Auction them subregionally — Greater Vancouver, the Fraser Valley, the Interior, and so on — administered by a third-party entity with real market-auction expertise, under the direction of the housing ministry rather than municipal councils. Bidders submit what percentage of assessed value they're willing to pay; the province sets how many certificates of each type are available, and they go to the highest bidders — clearing either at the lowest accepted bid, so every winner pays the same rate, or at each winner's own bid, with the province also able to set a bid price floor. For illustration only, a market highly desired by foreigners and short-term renters, like Greater Vancouver, might clear around 20% per certificate, while a less sought-after market in the Interior might clear closer to 6%.

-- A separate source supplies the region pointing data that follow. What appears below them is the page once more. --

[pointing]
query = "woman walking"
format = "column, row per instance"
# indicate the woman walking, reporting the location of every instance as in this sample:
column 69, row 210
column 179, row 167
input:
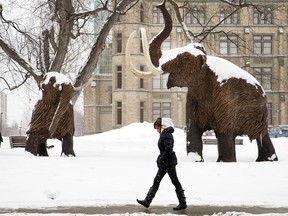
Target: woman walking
column 166, row 163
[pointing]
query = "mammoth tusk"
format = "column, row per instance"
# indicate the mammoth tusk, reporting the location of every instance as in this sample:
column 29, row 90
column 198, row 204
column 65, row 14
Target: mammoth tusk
column 155, row 71
column 138, row 73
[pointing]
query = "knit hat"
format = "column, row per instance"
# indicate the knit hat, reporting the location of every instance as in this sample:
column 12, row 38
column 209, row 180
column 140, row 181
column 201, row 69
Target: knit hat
column 163, row 122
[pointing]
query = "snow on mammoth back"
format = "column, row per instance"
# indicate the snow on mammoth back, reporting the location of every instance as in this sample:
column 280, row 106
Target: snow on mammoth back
column 225, row 70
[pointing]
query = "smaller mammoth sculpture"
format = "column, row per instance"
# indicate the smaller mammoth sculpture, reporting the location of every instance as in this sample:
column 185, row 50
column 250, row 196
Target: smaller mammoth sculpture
column 221, row 96
column 52, row 116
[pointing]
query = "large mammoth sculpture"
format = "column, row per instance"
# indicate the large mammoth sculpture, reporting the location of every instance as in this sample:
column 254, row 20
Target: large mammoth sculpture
column 221, row 96
column 52, row 116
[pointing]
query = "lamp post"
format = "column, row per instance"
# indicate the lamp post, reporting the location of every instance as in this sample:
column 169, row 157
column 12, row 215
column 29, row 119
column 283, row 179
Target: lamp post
column 1, row 123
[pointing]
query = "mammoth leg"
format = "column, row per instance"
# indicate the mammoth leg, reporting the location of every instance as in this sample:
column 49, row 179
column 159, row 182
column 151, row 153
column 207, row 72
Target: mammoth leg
column 42, row 148
column 194, row 143
column 266, row 151
column 67, row 146
column 32, row 143
column 226, row 147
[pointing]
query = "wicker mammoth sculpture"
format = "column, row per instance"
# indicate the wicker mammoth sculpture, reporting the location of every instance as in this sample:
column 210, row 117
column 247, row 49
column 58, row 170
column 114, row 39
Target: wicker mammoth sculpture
column 221, row 96
column 52, row 116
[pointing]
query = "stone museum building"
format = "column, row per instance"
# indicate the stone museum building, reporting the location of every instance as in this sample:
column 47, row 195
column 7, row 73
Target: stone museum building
column 253, row 38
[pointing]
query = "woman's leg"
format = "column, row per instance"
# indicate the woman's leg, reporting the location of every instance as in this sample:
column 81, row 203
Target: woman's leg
column 179, row 190
column 152, row 191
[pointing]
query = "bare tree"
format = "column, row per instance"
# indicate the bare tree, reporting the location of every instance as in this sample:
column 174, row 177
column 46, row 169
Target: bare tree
column 58, row 36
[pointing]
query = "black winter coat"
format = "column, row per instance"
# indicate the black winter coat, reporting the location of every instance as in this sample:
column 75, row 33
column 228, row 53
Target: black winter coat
column 167, row 157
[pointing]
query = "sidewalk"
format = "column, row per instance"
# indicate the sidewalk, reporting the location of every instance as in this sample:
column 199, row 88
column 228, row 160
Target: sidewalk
column 191, row 210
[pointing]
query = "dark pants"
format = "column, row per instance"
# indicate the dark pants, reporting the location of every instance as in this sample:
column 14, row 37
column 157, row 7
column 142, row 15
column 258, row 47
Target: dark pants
column 173, row 177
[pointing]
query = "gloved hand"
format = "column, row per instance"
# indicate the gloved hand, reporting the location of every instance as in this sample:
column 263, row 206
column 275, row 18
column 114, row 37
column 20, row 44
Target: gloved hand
column 160, row 163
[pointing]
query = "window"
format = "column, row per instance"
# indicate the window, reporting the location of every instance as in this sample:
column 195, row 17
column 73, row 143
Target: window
column 262, row 15
column 119, row 77
column 141, row 84
column 157, row 17
column 119, row 113
column 141, row 111
column 264, row 77
column 262, row 45
column 166, row 45
column 141, row 13
column 196, row 16
column 228, row 16
column 141, row 45
column 160, row 81
column 119, row 42
column 161, row 109
column 228, row 45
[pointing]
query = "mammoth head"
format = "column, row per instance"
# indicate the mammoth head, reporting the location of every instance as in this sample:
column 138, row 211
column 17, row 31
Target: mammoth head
column 57, row 90
column 179, row 62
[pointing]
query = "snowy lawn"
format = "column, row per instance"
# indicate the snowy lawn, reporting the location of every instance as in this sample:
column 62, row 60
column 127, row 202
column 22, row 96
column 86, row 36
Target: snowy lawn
column 116, row 167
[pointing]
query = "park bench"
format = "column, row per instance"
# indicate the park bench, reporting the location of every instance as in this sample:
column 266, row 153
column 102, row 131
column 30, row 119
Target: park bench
column 213, row 141
column 17, row 141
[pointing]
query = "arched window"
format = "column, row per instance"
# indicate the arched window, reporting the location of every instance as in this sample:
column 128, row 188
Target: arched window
column 228, row 16
column 195, row 16
column 262, row 15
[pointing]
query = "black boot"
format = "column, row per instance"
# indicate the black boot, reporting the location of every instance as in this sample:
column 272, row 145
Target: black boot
column 182, row 200
column 149, row 197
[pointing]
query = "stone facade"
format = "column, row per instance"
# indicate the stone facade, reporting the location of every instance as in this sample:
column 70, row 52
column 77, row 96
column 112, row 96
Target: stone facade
column 121, row 98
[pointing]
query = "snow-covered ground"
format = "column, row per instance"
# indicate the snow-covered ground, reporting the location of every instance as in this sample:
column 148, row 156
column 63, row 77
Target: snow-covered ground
column 116, row 167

Certificates are portable within their subregion: a holder applies theirs to whichever qualifying unit they choose, paying the cleared percentage of that unit's assessed value at registration. At an illustrative 20% rate, applying a certificate to a $10 million penthouse would cost $2 million; applying it to a $500,000 condo would cost $100,000. The holder picks the unit; the price scales to what they buy.

The province would adjust certificate supply subregion by subregion, releasing more where housing stock can absorb the demand and fewer where the market is tight. Each building would carry a cap on the share of units that can hold certificates — 10–20% is a reasonable starting band — with new construction allowed a higher cap, since that demand often makes a project viable, and existing buildings held to a lower cap, so standing supply stays prioritized for locals.

Certificates register permanently on title, and 100% of auction proceeds fund first-time home buyer rebates and rent-to-own programs for low-income locals.


Here's why this beats the alternatives. It doesn't ask taxpayers to fund housing, or developers to eat a loss they didn't cause. Locals will often never realistically pay the premium prices foreigners and investors will for a tower's penthouse and premium units — units whose premium pricing is often what makes the entire project pencil in the first place. Under this model, a certificate holder can apply their right to that penthouse and pay a meaningful premium at registration, and that premium flows into first-time buyer and rent-to-own funding instead of disappearing into a developer's margin.

There's also a structural advantage that inverts what happened last time. Because the right being auctioned is the certificate, not the unit, competition among foreign buyers and local short-term rental investors bids up the price of the certificate — not the price of local housing. Last time, uncapped demand competed directly for units and hurt locals. This time, that same intensity of demand gets redirected into a fund that pays locals: the more foreign and investor demand wants in, the more locals benefit, instead of the more they get squeezed out.

None of the specific numbers here should be mistaken for the point. The clearing percentages, the building caps, the split between new and existing construction — none of it is fixed, and all of it needs real modelling before it becomes law. What shouldn't be up for debate any longer is the choice between two exhausted defaults: emotionally satisfying punishment of investors, or taxpayer-funded stopgap bailouts.

This is just one component of a comprehensive set of smart policy steps needed to make new housing affordable. Other steps will be needed, which may include province-wide limits on development fees so they aren't a source of municipal revenue beyond the incremental cost each project actually causes, and expanding the housing construction labour pool through smart immigration policy. It's time to turn the page toward durable policy that actually helps address the ongoing cost of new homes.